HMTheQueen · 07/12/2011 16:16

I know how you feel flyingcloud - with me its my MIL. She comes to see DS, not me. She needs hand holding with everything and is also a very dependant person - firstly on her DH (FIL) then when they divorced, on her sons (my DH and BIL). Now my DH has passed away, it has fallen to BIL and me (to some extent).

It is nver the big things that irritate me - it's the little things - like her stuff all over the house - not in one place. Her hot drinks where DS can reach them. Her need to 'help' which ends up taking three times as long as if I had to do it, and then I'd have to re-do it anyway.

After all the little things, it ends being intolerable. You feel guilty, because they appear to be petty things - but they are hell.
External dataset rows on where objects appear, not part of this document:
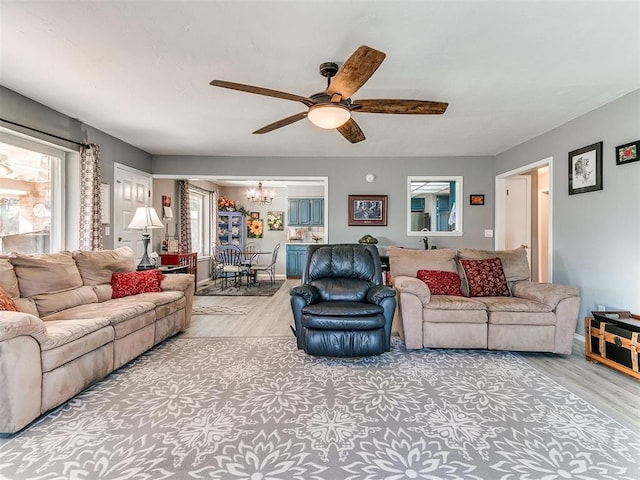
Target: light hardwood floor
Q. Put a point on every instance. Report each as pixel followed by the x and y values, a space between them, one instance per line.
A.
pixel 612 392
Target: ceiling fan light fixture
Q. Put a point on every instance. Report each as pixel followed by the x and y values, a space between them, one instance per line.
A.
pixel 329 116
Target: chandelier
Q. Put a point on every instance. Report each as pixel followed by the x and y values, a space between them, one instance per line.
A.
pixel 258 196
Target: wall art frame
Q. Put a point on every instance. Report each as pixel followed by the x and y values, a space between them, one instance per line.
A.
pixel 585 169
pixel 367 210
pixel 627 153
pixel 476 199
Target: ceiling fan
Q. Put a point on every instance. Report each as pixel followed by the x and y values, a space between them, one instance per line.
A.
pixel 333 107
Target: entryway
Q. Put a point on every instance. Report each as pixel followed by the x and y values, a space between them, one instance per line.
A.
pixel 523 215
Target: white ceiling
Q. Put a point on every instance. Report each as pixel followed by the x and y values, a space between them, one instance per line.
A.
pixel 140 70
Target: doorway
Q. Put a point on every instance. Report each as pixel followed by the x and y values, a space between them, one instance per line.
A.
pixel 523 215
pixel 131 190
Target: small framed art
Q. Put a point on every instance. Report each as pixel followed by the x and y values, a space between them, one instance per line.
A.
pixel 476 199
pixel 585 169
pixel 367 210
pixel 627 153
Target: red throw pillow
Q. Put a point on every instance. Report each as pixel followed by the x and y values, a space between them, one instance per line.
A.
pixel 124 284
pixel 441 282
pixel 6 302
pixel 485 278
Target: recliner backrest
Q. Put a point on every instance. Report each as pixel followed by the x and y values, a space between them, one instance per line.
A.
pixel 343 271
pixel 342 289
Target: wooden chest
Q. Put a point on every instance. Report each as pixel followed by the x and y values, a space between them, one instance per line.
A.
pixel 614 341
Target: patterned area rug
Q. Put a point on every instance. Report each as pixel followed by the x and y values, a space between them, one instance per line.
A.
pixel 221 309
pixel 262 289
pixel 258 408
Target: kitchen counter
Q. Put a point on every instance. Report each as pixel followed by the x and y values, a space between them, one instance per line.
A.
pixel 306 243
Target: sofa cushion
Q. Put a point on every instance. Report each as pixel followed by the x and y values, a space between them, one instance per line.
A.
pixel 405 261
pixel 452 302
pixel 514 262
pixel 115 311
pixel 70 348
pixel 485 277
pixel 441 283
pixel 96 268
pixel 6 302
pixel 56 302
pixel 514 304
pixel 70 339
pixel 125 284
pixel 45 273
pixel 8 279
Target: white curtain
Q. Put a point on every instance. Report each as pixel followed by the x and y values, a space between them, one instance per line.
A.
pixel 185 215
pixel 90 206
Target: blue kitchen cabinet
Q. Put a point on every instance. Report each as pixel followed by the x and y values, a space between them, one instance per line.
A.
pixel 296 259
pixel 306 212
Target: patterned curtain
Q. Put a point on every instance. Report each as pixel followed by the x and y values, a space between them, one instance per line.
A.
pixel 213 223
pixel 90 207
pixel 185 215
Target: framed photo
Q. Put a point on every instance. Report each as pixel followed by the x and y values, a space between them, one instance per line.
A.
pixel 255 228
pixel 173 245
pixel 476 199
pixel 275 220
pixel 627 153
pixel 585 169
pixel 367 210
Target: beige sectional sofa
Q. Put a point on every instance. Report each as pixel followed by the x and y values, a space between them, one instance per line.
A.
pixel 69 332
pixel 537 317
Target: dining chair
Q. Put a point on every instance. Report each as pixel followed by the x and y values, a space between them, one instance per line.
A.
pixel 230 258
pixel 269 268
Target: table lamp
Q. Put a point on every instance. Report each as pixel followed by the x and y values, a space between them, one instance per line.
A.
pixel 145 218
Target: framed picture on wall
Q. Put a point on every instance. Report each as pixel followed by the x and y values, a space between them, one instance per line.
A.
pixel 585 169
pixel 627 153
pixel 476 199
pixel 367 210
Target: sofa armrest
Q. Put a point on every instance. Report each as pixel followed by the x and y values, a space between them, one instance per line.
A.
pixel 548 293
pixel 15 324
pixel 378 293
pixel 413 286
pixel 177 282
pixel 308 292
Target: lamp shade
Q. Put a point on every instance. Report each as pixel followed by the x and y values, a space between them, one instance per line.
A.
pixel 328 115
pixel 145 218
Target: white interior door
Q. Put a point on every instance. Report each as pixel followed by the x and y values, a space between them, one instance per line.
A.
pixel 513 219
pixel 132 188
pixel 518 212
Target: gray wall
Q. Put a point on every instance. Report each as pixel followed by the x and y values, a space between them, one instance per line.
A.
pixel 17 108
pixel 346 176
pixel 596 234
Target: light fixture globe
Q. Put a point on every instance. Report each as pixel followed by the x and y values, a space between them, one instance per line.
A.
pixel 328 115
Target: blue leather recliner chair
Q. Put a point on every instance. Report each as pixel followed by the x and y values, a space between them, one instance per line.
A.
pixel 342 309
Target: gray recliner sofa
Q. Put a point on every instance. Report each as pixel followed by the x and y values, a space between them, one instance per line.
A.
pixel 69 332
pixel 537 317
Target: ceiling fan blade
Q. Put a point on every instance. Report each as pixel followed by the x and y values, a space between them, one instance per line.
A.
pixel 411 107
pixel 351 131
pixel 262 91
pixel 356 71
pixel 282 123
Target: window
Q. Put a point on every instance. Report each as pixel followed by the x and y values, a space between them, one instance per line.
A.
pixel 200 221
pixel 30 196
Sorry no advice - just sympathy and

usualsuspect · 07/12/2011 16:19

One day that will be you irritating your grown up children

you should try and be more tolerant

flyingcloud · 07/12/2011 16:20

I really don't want to bring the other issues into it as I really feel it is my problem and it is not fair to try and blame her. She grew up with her own dysfunctional family.

I have worried about her mental state for a long time, but no one else does and I felt that it was just my intolerance, I don't want to be seen as looking for a scapegoat.

OP posts:
flyingcloud · 07/12/2011 16:22

Thanks HM, I really don't feel like I deserve anybody's hugs right now. Other people's perspectives on this have held a fairly harsh light up to my own character.

OP posts:
HoudiniHissy · 07/12/2011 16:30

I think you owe it to yourself to see if there IS an issue with her MH though, if nothing else to satisfy yourself that there is nothing else at play here.

I do sympathise with you, the situation you describe is frustrating beyond words.

HMTheQueen · 07/12/2011 16:30

DOn't feel too bad - I got similar reactions when I vented about my MIL. There is only so much tolernace you can have - and although there is a big backstory - there is only so much you can put up with when people visit in your home.

And although she may mean well, it doesn't negate your feelings. People who have nice normal parents don't always understand how restrictive people like this can be.

Chin up. You can only do your best - and DON'T negate your own feelings. You can't help feeling the way you do.